The idea of Westward Expansion, if I’ve retained anything from playing Oregon Trail and living at the end of the Oregon Trail for much of my life, is to leave St. Louis so you can start over without the constraints of the East Coast establishment hemming you in. (Of course, the video game—and my education—skipped lightly over the genocide that led to this new life even though they were capable of implementing other hard truths, which is why I know what dysentery is.) The great Western myth is that this is where you come to start over. Here you may render the garment of society from entirely new cloth.
So it’s funny when the things we thought we left behind follow us here. When I moved West, I was still carrying bits and pieces of my old life with me. Some might say in starting a weekly reflection on how I often dislike life here that I’m still carrying it with me. It’s hard to forget who we are.
I took my sister to the airport the other day. Pathologically I cannot allow myself to “waste” a trip across town so I decided to treat myself to lunch. “Treating myself to lunch” is a time-honored personal method of procrastination which I don’t recommend if only because the not working guilt involved never makes it the joyful indulgence you want it to be.
Unfortunately, I put the wrong restaurant in my GPS and ended up smack dab in the middle of the Venice Boardwalk, which blends the charm of a Victorian beach resort with the horror of late-stage capitalism. Case in point: a pregnant woman smoking a cigarette and drinking a coke outside of a stall selling novelty t-shirts. All of the food available looked horrendous except for one place that, bafflingly, served fresh pasta. It was 90 degrees out so I retrieved a protein bar from my purse.
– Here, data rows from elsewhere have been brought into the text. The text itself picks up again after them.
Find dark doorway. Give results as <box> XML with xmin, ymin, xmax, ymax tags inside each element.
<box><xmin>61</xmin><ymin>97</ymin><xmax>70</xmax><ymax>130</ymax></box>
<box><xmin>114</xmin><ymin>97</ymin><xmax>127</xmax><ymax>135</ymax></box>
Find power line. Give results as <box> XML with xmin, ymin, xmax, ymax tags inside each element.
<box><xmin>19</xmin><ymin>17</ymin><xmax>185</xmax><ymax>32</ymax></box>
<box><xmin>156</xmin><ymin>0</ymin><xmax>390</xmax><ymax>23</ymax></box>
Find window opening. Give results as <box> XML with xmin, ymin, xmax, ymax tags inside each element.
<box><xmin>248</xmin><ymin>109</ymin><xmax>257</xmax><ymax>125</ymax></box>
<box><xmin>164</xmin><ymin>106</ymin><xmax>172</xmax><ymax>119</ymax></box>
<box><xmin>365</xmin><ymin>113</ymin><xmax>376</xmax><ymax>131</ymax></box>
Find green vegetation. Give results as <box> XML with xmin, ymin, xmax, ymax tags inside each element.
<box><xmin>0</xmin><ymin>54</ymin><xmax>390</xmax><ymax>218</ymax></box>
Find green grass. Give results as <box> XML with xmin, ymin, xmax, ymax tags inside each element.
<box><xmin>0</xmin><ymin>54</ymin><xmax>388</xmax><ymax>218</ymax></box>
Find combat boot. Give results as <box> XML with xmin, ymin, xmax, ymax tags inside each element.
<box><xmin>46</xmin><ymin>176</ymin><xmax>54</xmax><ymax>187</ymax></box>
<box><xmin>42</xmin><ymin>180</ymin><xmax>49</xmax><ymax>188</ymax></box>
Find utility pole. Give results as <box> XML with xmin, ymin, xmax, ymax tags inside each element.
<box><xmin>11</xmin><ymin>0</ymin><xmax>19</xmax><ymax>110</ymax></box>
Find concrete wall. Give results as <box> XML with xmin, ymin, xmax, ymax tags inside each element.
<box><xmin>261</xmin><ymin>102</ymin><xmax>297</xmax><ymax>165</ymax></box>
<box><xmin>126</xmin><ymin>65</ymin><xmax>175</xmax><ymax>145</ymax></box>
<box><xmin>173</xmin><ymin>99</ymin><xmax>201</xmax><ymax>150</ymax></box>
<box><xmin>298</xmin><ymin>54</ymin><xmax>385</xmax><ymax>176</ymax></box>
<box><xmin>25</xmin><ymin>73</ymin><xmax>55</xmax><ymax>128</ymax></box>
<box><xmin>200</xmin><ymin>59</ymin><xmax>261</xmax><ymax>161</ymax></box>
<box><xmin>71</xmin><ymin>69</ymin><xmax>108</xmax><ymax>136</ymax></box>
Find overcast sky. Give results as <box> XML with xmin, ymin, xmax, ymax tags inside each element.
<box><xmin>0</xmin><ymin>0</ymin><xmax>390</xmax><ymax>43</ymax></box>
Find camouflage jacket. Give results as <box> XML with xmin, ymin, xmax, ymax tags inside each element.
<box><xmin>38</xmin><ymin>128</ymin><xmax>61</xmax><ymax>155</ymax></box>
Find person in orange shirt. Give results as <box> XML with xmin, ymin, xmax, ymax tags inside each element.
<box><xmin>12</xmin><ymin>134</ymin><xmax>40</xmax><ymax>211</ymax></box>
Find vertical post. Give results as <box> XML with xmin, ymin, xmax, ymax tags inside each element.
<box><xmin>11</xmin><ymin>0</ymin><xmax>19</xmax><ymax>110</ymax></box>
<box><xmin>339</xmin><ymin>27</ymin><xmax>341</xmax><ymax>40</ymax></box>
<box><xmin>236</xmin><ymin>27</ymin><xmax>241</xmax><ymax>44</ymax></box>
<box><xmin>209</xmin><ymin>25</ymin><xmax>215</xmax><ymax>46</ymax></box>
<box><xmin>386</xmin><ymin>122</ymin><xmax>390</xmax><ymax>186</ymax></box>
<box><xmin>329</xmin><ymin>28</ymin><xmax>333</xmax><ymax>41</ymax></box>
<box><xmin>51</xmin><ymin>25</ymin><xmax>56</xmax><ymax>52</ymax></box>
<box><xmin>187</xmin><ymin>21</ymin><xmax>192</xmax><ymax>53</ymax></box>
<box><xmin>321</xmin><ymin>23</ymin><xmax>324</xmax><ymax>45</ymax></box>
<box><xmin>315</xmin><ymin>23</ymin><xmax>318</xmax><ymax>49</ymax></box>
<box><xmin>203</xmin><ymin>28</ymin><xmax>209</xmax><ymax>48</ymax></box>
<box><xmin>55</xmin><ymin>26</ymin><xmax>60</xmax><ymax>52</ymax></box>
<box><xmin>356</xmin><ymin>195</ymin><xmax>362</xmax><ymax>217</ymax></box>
I made my way past amateur bikers and expert roller skaters to the sand, keeping my shoes on as long as possible. If I learned one thing from the Catholic school I attended next to a freeway it’s that hypodermic needles can be found everywhere. Unfortunately, I also learned that life began and conception and animals don’t have souls.
I reached the end of the sand, where it dead ends into a little shelf and then becomes the sea. I plopped down and stared at the water. It was warm enough that people were laying out in their actual swimsuits, while I was attired in my normal warm weather gear, which basically boils down to “hide every piece of skin from the sun.”
As I sat there, a man ran down to the waves, throwing off his baseball hat and shirt. He left his long pants on. It was clear that he was temporarily or permanently existing on a different mental plane. He threw himself towards the water and then seemed surprised, when hit by a wave, that the wave was wet. He looked frantically around the shore. His eyes landed on a woman in a bikini. He ran towards her, hovered in her space, and attempted a conversation. The woman walked away as soon as she realized what was happening. He stared at her butt as she left. This happened several times—like a bloodhound, he’d catch wind of a flash of skin, and be off to chase it down.
I watched him as he darted along, Family Circus style. I, of course, was safely ensconced in my usual beachwear—yards of fabric to hide every conceivable inch of my skin from the sun. On this day it felt like camouflage.
The man seemed fairly harmless as far as these things go, I write with a defeated sigh. Once he had pursued every bikini lead on our stretch of sand he collected his things and headed north, off to conquer new territory, i.e. the Santa Monica pier.
As often happens in these cases, I had gone to stare at the ocean to forget about the world for a while, but the world bumped right up against me anyway. We’ve westward expanded ourselves right back where we started. It turns out that if you don’t fundamentally change, your problems will follow you wherever you go! Society included!
Perhaps it’s finally time to walk into the sea. Things will be different down there.
Spot on
Yuck. Why are those guys everywhere!